Dans son édition du 8 janvier, le même journal revient sur l'événement et rappelle que Francisca Ferré avait demandé à l'association départementale des maires d'intervenir auprès de l' instance nationale afin de faire abroger cette loi. Mais l'association départementale, présidée par François Baroin, reste dans la position du national qui considère qu'un accord a été trouvé pour un financement aux écoles privées calqué sur celui des écoles publiques.
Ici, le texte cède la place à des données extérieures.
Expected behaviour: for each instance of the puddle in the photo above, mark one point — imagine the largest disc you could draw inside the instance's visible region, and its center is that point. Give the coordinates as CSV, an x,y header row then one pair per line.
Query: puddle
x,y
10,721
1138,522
Ce qui fait dire à Francesca Ferré « qu'il faut se battre pour que l'école reste laïque, gratuite et obligatoire et qu'il faut savoir si nous accepterons que demain nos enfants aient un enseignement de nature confessionnelle parce qu'il faut le dire : 90% de l'enseignement privé est catholique. Que cela reste un choix personnel, je n'ai rien à y redire mais il faut que cela reste un choix car j'ai peur que demain il ne s'agisse plus d'un choix parce que l'école publique de nos campagnes aura disparu» (in Libération-Champagne du 8 janvier 2008).
6 Décembre 2007
Un enfant dans le privé coûte moins cher qu'un enfant dans le public
De Libération-Champagne du 6 décembre 2007. dans le compte-rendu de la dernière séance du conseil municipal de Saint-André -Les-Vergers (Aube), sous la plume de Catherine Houneau.
École privée: la main à la poche. Évoquant la contribution des communes au financement de leurs élèves scolarisés en école privée, Jean-Marie Piet a voulu connaître la position d'Alain Balland sur le sujet.
Il a notamment souligné qu'un certain nombre de maires UMP s'était prononcé contre la circulaire d'août dernier. "Ce n'est pas le lieu d'en discuter, pour l'instant, on l'applique" a tranché Alain Balland en soulignant que la charge pour la commune devrait être de 40 000 euros compte tenu du fait que la contribution moyenne sur le département s'élevait à 400 euros et que St-André comptait une centaine d'enfants scolarisés dans le privé. Le maire a estimé que le coût d'un élève dans le public s'élevait à 1 000 euros concluant: "Un enfant dans le privé coûte moins cher qu'un enfant dans le public".